Apa kegunaan dari SKBM?
Surat keterangan belum menikah diterbitkan oleh instansi pemerintah daerah setempat, seperti kantor kelurahan atau kecamatan, untuk menyatakan status pemohon. Surat ini berfungsi sebagai verifikasi status tidak menikah seseorang serta memiliki status legal, karena diterbitkan oleh lembaga resmi.
Apa signifikansi SKBM?
SKBM umumnya digunakan untuk beberapa hal berikut:
- Nikah internasional: Beberapa negara memerlukan SKBM untuk membuktikan status lajang sebelum menikah dengan warga negara asing.

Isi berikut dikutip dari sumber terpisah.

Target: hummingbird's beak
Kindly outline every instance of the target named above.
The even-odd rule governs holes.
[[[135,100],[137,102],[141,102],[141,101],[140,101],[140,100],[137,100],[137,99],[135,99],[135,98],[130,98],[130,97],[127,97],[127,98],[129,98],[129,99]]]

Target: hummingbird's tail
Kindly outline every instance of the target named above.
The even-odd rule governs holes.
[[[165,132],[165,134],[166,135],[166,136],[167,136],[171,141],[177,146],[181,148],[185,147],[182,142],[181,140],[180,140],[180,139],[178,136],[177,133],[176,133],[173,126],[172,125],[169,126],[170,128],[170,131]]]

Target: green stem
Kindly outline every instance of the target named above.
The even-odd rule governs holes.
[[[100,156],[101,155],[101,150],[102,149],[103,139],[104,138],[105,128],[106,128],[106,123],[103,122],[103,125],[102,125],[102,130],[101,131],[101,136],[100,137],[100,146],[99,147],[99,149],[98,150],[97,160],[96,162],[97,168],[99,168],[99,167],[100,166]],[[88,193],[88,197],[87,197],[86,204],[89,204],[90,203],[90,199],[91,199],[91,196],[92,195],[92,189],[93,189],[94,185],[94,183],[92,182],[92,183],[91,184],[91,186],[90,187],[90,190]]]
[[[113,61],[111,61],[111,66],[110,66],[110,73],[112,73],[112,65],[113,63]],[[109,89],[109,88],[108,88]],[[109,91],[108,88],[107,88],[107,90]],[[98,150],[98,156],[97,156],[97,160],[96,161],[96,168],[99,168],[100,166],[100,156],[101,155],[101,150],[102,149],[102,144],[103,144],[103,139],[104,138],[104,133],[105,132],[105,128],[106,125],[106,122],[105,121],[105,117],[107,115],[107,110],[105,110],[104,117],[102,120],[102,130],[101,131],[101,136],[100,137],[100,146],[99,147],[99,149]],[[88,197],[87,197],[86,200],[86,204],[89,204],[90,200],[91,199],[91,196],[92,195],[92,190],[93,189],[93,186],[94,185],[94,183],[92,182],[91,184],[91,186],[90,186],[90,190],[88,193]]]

- Bekerja di luar negeri: SKBM sering jadi persyaratan untuk visa kerja atau izin tinggal.
- Proses Pendaftaran Visa: SKBM menjadi syarat untuk visa yang mewajibkan status lajang.
- Aplikasi pembiayaan: Beberapa lembaga keuangan memerlukan SKBM untuk mengecek status lajang seseorang.
Syarat dan Arsip yang Diperlukan untuk SKBM
Agar memperoleh SKBM, pemohon harus menyelesaikan syarat serta melengkapi dokumen yang relevan. Berikut adalah hal-hal yang umumnya diperlukan:
- KTP: Fotokopi dokumen kependudukan pemohon.
- Fotokopi Kartu Keluarga guna mengonfirmasi status keluarga.
- Dokumen Identitas: Sebagian kantor kelurahan atau kecamatan memerlukan dokumen identitas untuk verifikasi data pribadi.
- Surat Pendaftaran dari RT/RW: Surat pendaftaran dari RT/RW digunakan untuk menandakan bahwa pemohon adalah warga terdaftar.
- Foto untuk arsip: Foto terkini berukuran 3×4 atau 4×6 biasanya digunakan untuk dokumentasi.
- Pernyataan Status Belum Menikah: Dokumen ini disahkan dengan materai dan berisi pengakuan resmi bahwa pemohon tidak pernah menikah. Surat ini bisa dipersiapkan oleh pemohon atau diberikan oleh kantor kelurahan.
Tata Cara Pengurusan SKBM
Alur langkah-langkah pengajuan SKBM berbeda-beda di tiap tempat, namun umumnya prosesnya adalah sebagai berikut:
- Memperoleh Surat Keterangan Domisili dari RT/RW.
- Mengisi formulir permohonan untuk SKBM di kantor kelurahan.
- Melengkapkan berkas yang diminta.
- Mengantarkan administrasi ke kelurahan atau kecamatan.
- Penilaian dokumen pemohon oleh pihak berwenang.
Waktu Penyelesaian Administrasi
Waktu penyelesaian SKBM bervariasi berdasarkan peraturan daerah. Beberapa daerah dapat menyelesaikan SKBM dalam waktu singkat, sementara daerah lain membutuhkan waktu lebih lama.
Perkara-perkara yang Harus Diperhatikan
Keotentikan Berkas: Pastikan semua dokumen yang diajukan asli dan sahih. Berkas palsu dapat mempengaruhi permohonan untuk ditolak atau masalah hukum:
- Biaya Penyusunan: Beberapa kantor kelurahan atau kecamatan bisa saja menetapkan biaya untuk penyusunan SKBM. Sebelum memutuskan, tanyakan terlebih dahulu biaya ini.
- Kebutuhan Bahasa: Jika SKBM akan digunakan di luar negeri, Anda mungkin harus menerjemahkannya ke bahasa asing, bergantung pada negara tujuan. Pastikan penerjemah bersertifikat yang menangani.
Penegasan
SKBM diperlukan untuk membuktikan bahwa seseorang tidak terikat dalam pernikahan. Proses pengurusan SKBM memerlukan dokumen pendukung seperti KTP, KK, serta surat dari RT/RW. Dengan mempersiapkan semua dokumen yang diperlukan dan mengikuti prosedur yang telah ditetapkan, pemohon dapat memperoleh SKBM dengan mudah.